Close and yet so far away. Due to her nudity and the closeness of the body to the edge of the picture, the odalisque, which means "harem servant", seems very close to the viewer. On the other hand, her cool gaze and the beauty of her entire appearance seem removed from the world of the viewer. She turns her naked body away from the viewer and also the fabrics, cushions and draperies that surround it with their cold blue and silver tones as well as the dark, blurred background create distance. There doesn't seem to be a spark of warmth in the image. Her look, although we see a harem servant, if not slave in front of us, has something commanding. The richly decorated peacock fan, her turban and the incense burner, along with opium pipe allow a location in the Orient. 

The viewer wants to see perfect beauty in the young woman, and yet her body proportions are completely distorted, her pose forced-unnatural. Her back is overlong, as is her right arm, which on top of that seems to have no elbow. And also the position of her left leg could not be held in this way for a long time. The jury of the Paris Art Salon, where the work was exhibited in 1819, also saw it this way and gave it a sharp critique. The actual intention of the artist was completely ignored. Ingres, who, a child of his time, was a great believer in classicism, did not aim for a naturalistic rendering; rather, the anatomy here was to follow the more pleasing and sensual line. The line consequently dominates color and composition . Thus, the back represented only by a long curved line, the elongated arm and the wide hips of the odalisque can be explained. Although the distortion gives the picture something bizarre, the young woman is also surrounded by something mysterious and above all sensual, which also comes from the atmospheric lighting from a source on the left edge of the picture, which remains hidden from the viewer.

In addition to the sense of sight, Ingres also challenges the viewer's sense of touch and smell. The feel of the various fabrics, such as velvet or silk, and also the surfaces of the peacock feathers are reproduced in such detail that the viewer believes to feel them gliding between his fingers at the mere sight of them. It is similar with the incense burner, from which billows of smoke waft up. As a viewer, one almost imagines oneself enjoying the intoxicating smoke. By evoking various senses in the viewer, Ingres allows him to develop associations. One believed to come a bit closer to the languid, erotically charged atmosphere of the harem and yet, as a mostly male, French viewer of the early 19th century, one was only chasing a fantasy. Paradoxically, however, this work also sprang only from the fantasy world of the artist, for he had never been to the Orient. And even if he had been there, which would not have been absurd due to Napoleon's Egyptian campaigns, which founded Orientalism in the French pictorial world in the first place, he would still have been prevented from entering a harem. 

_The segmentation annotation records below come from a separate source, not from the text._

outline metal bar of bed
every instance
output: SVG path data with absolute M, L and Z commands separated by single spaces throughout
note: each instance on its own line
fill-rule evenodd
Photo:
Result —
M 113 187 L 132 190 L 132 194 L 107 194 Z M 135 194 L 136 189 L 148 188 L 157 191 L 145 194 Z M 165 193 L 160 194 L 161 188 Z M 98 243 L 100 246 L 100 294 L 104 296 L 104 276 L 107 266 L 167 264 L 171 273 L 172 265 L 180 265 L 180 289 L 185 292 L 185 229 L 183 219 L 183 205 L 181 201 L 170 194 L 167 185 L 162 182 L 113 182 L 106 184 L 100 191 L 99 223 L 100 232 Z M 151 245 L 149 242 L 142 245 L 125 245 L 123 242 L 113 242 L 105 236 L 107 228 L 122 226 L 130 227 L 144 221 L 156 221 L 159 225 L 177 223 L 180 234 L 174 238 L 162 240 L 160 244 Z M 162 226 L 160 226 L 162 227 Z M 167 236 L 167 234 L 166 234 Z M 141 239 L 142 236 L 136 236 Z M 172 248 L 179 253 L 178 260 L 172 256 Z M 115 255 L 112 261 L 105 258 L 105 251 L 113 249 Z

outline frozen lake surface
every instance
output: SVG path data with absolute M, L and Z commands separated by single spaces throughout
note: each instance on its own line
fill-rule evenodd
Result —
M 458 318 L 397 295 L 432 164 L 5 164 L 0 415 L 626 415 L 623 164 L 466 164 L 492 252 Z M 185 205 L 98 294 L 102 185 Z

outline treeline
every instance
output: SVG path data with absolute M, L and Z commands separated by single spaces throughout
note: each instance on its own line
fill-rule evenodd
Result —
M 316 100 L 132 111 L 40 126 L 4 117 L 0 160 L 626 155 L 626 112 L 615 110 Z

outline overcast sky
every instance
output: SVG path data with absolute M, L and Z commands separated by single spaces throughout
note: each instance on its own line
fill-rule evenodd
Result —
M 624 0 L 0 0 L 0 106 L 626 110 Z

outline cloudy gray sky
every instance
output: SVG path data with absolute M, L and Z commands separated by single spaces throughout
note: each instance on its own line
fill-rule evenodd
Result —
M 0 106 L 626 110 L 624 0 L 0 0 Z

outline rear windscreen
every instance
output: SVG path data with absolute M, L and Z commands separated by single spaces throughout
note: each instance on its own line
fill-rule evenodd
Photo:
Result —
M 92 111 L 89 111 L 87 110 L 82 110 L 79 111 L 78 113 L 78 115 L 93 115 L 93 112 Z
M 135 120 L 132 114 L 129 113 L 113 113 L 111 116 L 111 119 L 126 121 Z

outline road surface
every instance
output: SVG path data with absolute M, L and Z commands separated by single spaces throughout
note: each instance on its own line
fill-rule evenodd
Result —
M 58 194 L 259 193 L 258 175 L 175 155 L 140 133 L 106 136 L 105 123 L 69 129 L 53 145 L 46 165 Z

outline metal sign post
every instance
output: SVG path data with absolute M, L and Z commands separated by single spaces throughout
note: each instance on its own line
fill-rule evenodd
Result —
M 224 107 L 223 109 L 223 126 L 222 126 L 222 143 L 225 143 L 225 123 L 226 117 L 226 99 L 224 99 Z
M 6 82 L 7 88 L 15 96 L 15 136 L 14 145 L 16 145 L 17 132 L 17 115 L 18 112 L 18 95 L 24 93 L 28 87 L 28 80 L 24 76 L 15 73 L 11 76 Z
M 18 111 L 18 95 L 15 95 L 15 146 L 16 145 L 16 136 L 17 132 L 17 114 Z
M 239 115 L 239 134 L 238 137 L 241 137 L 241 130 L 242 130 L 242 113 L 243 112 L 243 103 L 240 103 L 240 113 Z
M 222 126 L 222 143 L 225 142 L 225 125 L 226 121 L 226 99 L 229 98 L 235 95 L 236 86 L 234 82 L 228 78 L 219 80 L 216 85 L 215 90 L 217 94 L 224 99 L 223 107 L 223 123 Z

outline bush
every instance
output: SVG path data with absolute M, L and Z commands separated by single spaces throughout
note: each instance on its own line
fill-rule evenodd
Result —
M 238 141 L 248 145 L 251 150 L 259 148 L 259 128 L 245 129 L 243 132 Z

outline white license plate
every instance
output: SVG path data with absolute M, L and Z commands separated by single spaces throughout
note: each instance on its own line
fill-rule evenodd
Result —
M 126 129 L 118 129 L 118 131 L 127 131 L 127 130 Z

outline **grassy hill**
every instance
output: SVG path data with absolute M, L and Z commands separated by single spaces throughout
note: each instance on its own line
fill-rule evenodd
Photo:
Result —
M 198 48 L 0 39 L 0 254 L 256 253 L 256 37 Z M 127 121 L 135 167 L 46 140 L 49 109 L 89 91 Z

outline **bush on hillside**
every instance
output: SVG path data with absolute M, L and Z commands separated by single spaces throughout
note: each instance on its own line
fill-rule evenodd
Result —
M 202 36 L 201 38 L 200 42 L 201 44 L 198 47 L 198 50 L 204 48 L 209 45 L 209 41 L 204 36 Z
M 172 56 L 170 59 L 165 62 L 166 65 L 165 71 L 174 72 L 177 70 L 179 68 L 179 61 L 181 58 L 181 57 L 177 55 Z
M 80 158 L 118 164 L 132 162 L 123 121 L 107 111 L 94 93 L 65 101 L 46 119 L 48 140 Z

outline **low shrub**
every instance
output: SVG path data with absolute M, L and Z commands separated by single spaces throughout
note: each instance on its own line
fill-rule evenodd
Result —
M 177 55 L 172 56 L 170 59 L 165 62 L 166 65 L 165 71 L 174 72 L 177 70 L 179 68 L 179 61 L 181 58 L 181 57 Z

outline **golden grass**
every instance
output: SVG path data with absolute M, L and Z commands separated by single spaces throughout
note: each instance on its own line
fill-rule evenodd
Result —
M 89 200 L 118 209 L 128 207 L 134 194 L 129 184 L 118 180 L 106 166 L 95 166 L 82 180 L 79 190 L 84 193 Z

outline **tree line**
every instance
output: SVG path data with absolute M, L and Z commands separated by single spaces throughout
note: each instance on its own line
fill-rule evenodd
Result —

The harem, or rather the ladies of the harem, was to remain the most popular subject for the entire Orientalist movement, which was particularly popular with French and British artists, precisely because so many legends were entwined around it and there were no limits to the imagination as to what breathtaking things went on there behind closed gates. Through Orientalism, the harem ladies replaced the female figures of Greek mythology as the personnel of the nude works. Through the personification as such a lady, the representation of the naked female body was shifted to another cultural area and the western (male) viewer could enjoy it, morally unobjectionable.